— Не думаю, что Успенский наладил внизу хорошую вентиляцию, — сказал Кречет. — А тех — сколько?
— Трое или четверо. И они там уже часа два сидят… Кречет, я боюсь, понимаешь? Боюсь своих зря положить, а детей — не спасти. Ведь им, сволочам, отступать некуда. Тут же такая логика — сами помрем, ладно, но и побольше народу на тот свет утянем, понимаешь?
— Понимаю.
— Дайте мне телефон фрейлен фон Рейенталь! — закричал профессор.
Глава двадцатая
Поняв, что Ромуальд сбежал, Лео не слишком огорчилась. Она узнала то, что ее интересовало, и больше особой нужды в гипнотизере не было. Правда, она не понимала, что делать дальше.
Икскюльская плита была ее собственностью. В тысяча восемьсот семьдесят четвертом году господин Вернер фон Рейенталь, не довольствуясь купчей, подписанной бароном фон Апфельдорном впопыхах, дотащил своего делового партнера до Риги и заплатил нотариусу за составление более вразумительной бумаги. Лео могла пойти со сканом этого документа к Успенскому, а при необходимости показать и оригинал, хотя сомневалась, что банкир разберется в угловатых загогулинах готического шрифта и в старомодном немецком синтаксисе.
Если Успенский признает ее правоту, то что изменится? Да ничего. Икскюльская плита останется лежать в подвале «Трансинвеста», потому что вытащить ее невозможно. Денег она будет приносить — хорошо если полсотни евро в месяц, потому что дать ей новый заряд бодрости и активности Лео не сможет. Если посмотреть правде в глаза — не сможет. Конечно, Успенский, поняв, в чем дело, притащит в подвал молодых активных парней с их подружками, но как он от них добьется длительного, истинно тамплиерского воздержания? Разве что распихает по одиночным камерам…

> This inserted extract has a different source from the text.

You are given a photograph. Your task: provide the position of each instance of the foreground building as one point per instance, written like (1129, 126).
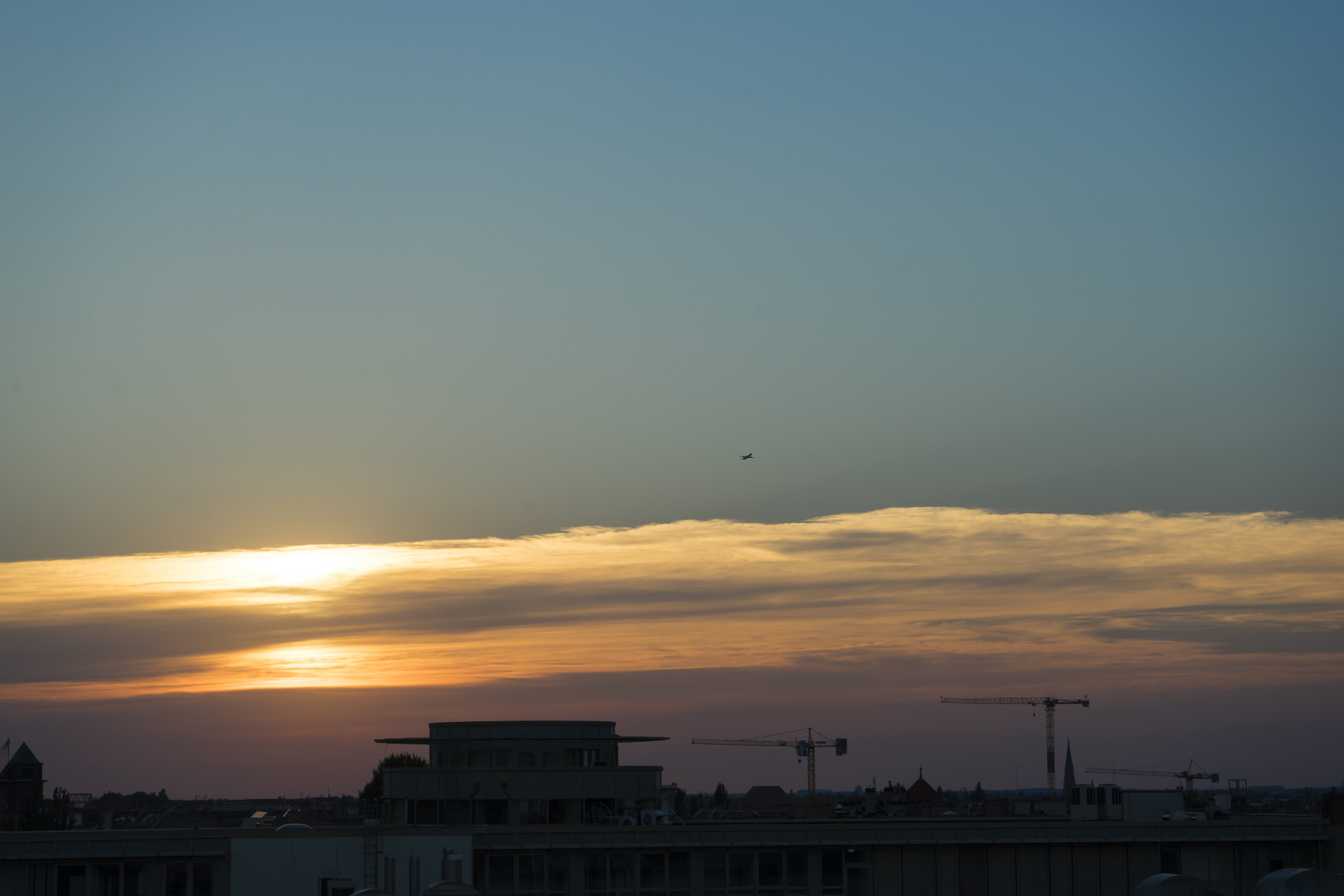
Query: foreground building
(889, 857)
(546, 809)
(523, 772)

Воистину огромная редкость в двадцать первом веке — воздержание сильной и азартной натуры.
Лео вспомнила, как мчалась на байке за спиной Кречета. Да, такое не всем дано — и хорошо, что не всем, иначе род человеческий давно бы вымер.
Но ведь прадед мог это предвидеть! Он знал Лео, как редкая мать знает своего грудного младенца. И он послал ее добывать Икскюльскую плиту и извлекать из плиты пользу.
В таком мрачном настроении Лео решила позвонить Успенскому и сказать, что сегодня не выйдет на работу. Телефон банкира был отключен.
— Ну и хрен с тобой, — сказала Лео, наловчившись использовать в речи ни в чем не повинный корнеплод.
Прадед на небесах был бы недоволен этой хандрой…
Хмурая и готовая сцепиться с барменшей в кафе из-за плохо вымытой чашки Лео пошла искать заведение, где можно просто сидеть у окошка и тупо таращиться на прохожих. Раньше она бы взяла байк и носилась с предельной скоростью, пока хватит дури. Сейчас и этого не хотелось.
Такое заведение нашлось — «Монте-Кристо», там подавали хороший крепкий кофе и сами пекли штрудели. В штруделях Лео знала толк — бабка передала ей фамильные рецепты и убедилась, что внучка все делает правильно. Особого желания кулинарить у Лео не было никогда, но она умела стряпать, потому что аристократке полагается много чего уметь — иначе как она проследит за прислугой? Взяв кофе и яблочный штрудель, Лео уселась возле окошка и вполуха слушала, о чем говорят за соседним столиком.
Мимо кафе проехала полицейская машина.
— К «Трансинвесту», — сказал мужчина, угощавший свою спутницу горячим шоколадом с орехами и большими круассанами; Лео еще покосилась на такой обильный десерт, но вспомнила, что многие мужчины считают долгом чести накормить избранницу до отвала.
— Посмотри, может, есть новости, — сказала эта спутница. — Или я…
— Погоди… — Мужчина достал свой смартфон. — Нет, ничего, все по-прежнему, террористов еще не выкурили.